A trilha sonora consegue reforçar muito bem a sensação de estar em uma Europa medieval dizimada pela peste, pela guerra e pelo sobrenatural, sem transformar tudo em uma sucessão de temas góticos e épicos. Existe uma preocupação evidente em utilizar sonoridades associadas ao período e à região dos Cárpatos, mantendo uma atmosfera mais orgânica e melancólica. A música também acompanha muito bem a dualidade entre dia e noite, humanidade e vampirismo, criando uma mudança de atmosfera que combina bastante com a proposta do jogo. O trabalho de Nikola Kołodziejczyk merece destaque, assim como as contribuições de compositores como Piotr Musiał e Mikołaj Stroiński. A própria equipe explicou que buscou uma sonoridade ligada à Europa do século XIV e ao folclore daquela região. É uma trilha que não tenta ser a protagonista o tempo inteiro. Ela simplesmente está ali, criando o clima. E funciona.
Depois de jogar The Blood of Dawnwalker, fiquei com uma sensação curiosa. Eu gostei muito do jogo, mas gostaria de ter visto um pouco mais de coragem. Porque, quando você tira o vampirismo, o sistema de tempo e algumas das decisões narrativas, sobra uma estrutura que poderia facilmente ser confundida com a de outros RPGs do gênero. E é claro que The Witcher 3 é a comparação óbvia. Kingdom Come: Deliverance aparece principalmente no combate, enquanto Vampyr surge na temática e no dilema moral. Mas o problema não é se inspirar nesses jogos. O problema é que Dawnwalker às vezes parece ter medo de abandonar essas referências para ser algo maior. E isso é uma pena, porque quando ele finalmente faz algo próprio, o jogo fica muito mais interessante.
Isso fica ainda mais evidente porque a produção é muito competente. Você olha para os cenários, iluminação, personagens e direção artística e pensa: isso é um RPG de altíssimo orçamento. Aí vem uma animação estranha e quebra completamente a imersão. Felizmente, são problemas que parecem muito mais relacionados ao acabamento do que à estrutura fundamental do jogo. E isso faz toda a diferença. The Blood of Dawnwalker não é o novo The Witcher 3. E, sinceramente, meus amigos, que bom.
Mas ele também não é o RPG mais original da nossa geração e nem consegue transformar todas as suas boas ideias em sistemas igualmente positivos. Porém existe algo nele que eu valorizo muito: vontade de fazer alguma coisa diferente dentro de uma fórmula extremamente conhecida, estabelecida e amada.

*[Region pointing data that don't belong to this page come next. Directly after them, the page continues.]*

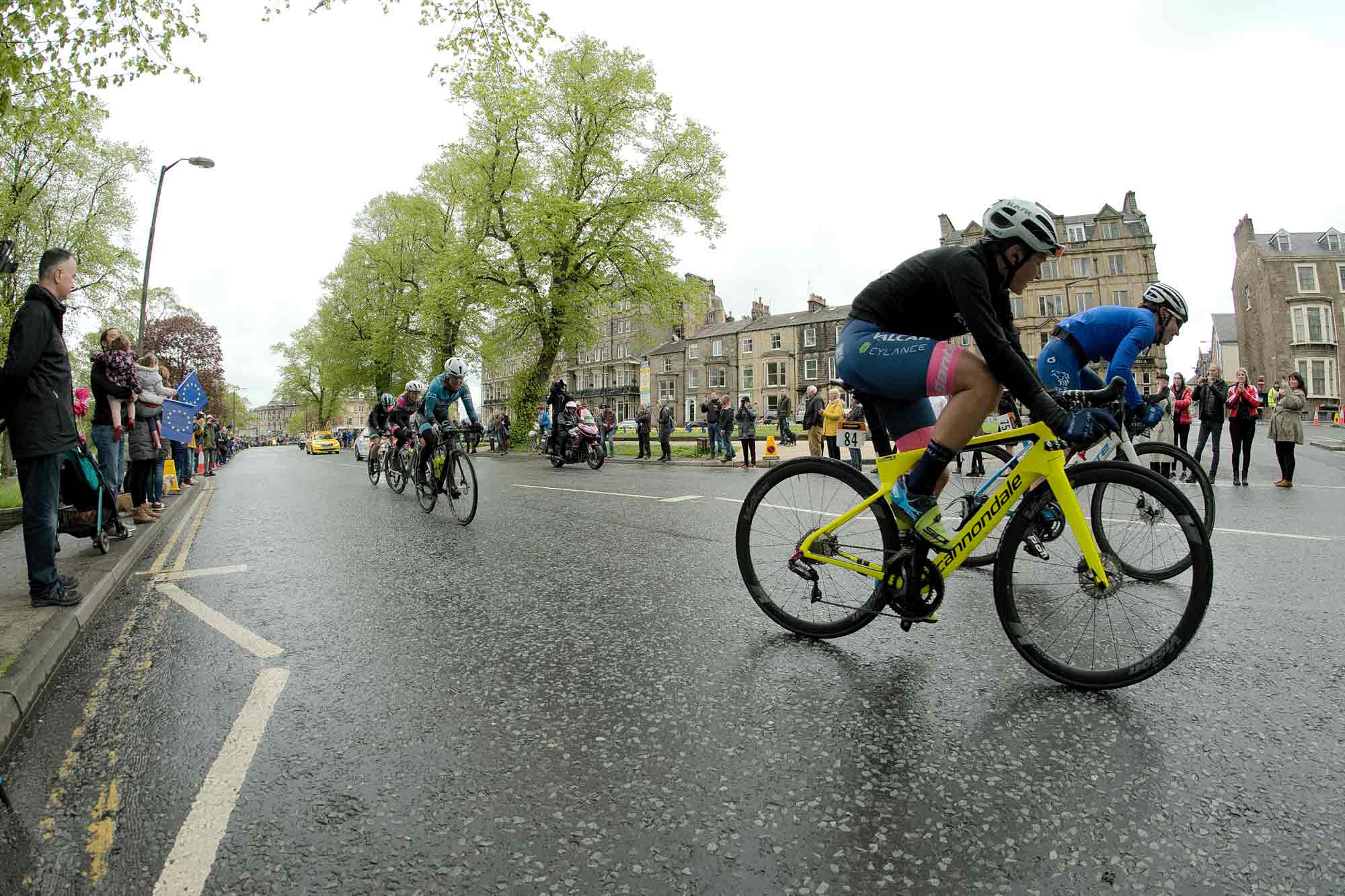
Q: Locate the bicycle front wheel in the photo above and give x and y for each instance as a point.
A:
(1186, 475)
(461, 483)
(1101, 638)
(782, 509)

A Rebel Wolves poderia simplesmente ter criado mais um RPG medieval de mundo aberto. Em vez disso, colocou um vampiro no centro da experiência, criou uma campanha limitada pelo tempo, dividiu o protagonista entre duas naturezas e construiu uma história em que salvar quem você ama pode significar abrir mão daquilo que ainda resta da sua humanidade.
No fim, saí de The Blood of Dawnwalker querendo mais. Mais das escolhas. Mais da dualidade entre Coen humano e vampiro. Mais das consequências do relógio correndo. E, principalmente, mais das ideias que fazem o jogo deixar de parecer um RPG inspirado em outros para começar a parecer algo que só a Rebel Wolves poderia ter feito.

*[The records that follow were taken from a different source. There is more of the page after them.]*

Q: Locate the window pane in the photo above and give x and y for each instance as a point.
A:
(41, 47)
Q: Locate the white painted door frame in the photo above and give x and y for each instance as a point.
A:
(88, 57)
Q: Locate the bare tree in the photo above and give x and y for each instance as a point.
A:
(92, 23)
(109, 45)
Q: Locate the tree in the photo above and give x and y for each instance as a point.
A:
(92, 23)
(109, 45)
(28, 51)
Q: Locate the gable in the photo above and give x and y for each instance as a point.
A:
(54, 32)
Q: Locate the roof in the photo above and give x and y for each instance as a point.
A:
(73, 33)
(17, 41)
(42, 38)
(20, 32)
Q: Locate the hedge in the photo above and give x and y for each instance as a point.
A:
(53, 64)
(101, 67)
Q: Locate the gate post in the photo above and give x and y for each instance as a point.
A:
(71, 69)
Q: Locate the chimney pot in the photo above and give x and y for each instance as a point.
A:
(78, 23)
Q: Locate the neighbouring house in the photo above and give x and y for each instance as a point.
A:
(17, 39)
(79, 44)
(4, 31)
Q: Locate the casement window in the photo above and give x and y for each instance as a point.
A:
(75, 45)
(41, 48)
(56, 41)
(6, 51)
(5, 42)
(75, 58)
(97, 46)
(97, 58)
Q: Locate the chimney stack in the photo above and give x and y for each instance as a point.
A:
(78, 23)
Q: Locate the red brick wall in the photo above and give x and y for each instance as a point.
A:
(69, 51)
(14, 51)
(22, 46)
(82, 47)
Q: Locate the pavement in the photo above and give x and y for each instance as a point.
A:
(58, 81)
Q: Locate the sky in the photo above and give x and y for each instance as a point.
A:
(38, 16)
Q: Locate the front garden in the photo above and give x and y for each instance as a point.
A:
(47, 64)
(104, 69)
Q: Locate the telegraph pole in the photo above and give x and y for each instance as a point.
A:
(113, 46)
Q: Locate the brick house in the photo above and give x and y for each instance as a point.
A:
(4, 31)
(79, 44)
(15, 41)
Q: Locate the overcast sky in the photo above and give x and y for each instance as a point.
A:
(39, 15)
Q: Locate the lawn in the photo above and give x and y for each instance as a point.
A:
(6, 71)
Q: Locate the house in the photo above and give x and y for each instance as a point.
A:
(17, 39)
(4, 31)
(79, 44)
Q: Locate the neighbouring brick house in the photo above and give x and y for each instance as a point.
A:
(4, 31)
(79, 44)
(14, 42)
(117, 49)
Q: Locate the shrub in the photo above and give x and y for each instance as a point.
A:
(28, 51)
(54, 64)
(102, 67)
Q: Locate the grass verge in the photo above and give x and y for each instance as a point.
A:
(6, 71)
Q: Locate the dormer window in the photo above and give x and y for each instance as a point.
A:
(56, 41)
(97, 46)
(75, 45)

Talvez essa seja a melhor forma de definir The Blood of Dawnwalker: um jogo que ainda está descobrindo exatamente qual é a sua identidade, mas que possui uma base muito forte para sustentar uma possível nova franquia. Eu terminei a experiência com vontade de ver o que a Rebel Wolves pode fazer a seguir. E, para uma primeira tentativa, posso afirmar: eles não estão pra brincadeira.
Veredito Gamers & Games:
8.6
/ 10
“The Blood of Dawnwalker apresenta uma experiência sólida, com narrativa, escolhas e uma interessante dualidade entre humano e vampiro. Apesar das referências evidentes a outros RPGs, do combate que poderia evoluir e de problemas técnicos, suas boas ideias mostram o potencial da Rebel Wolves para construir uma nova franquia.”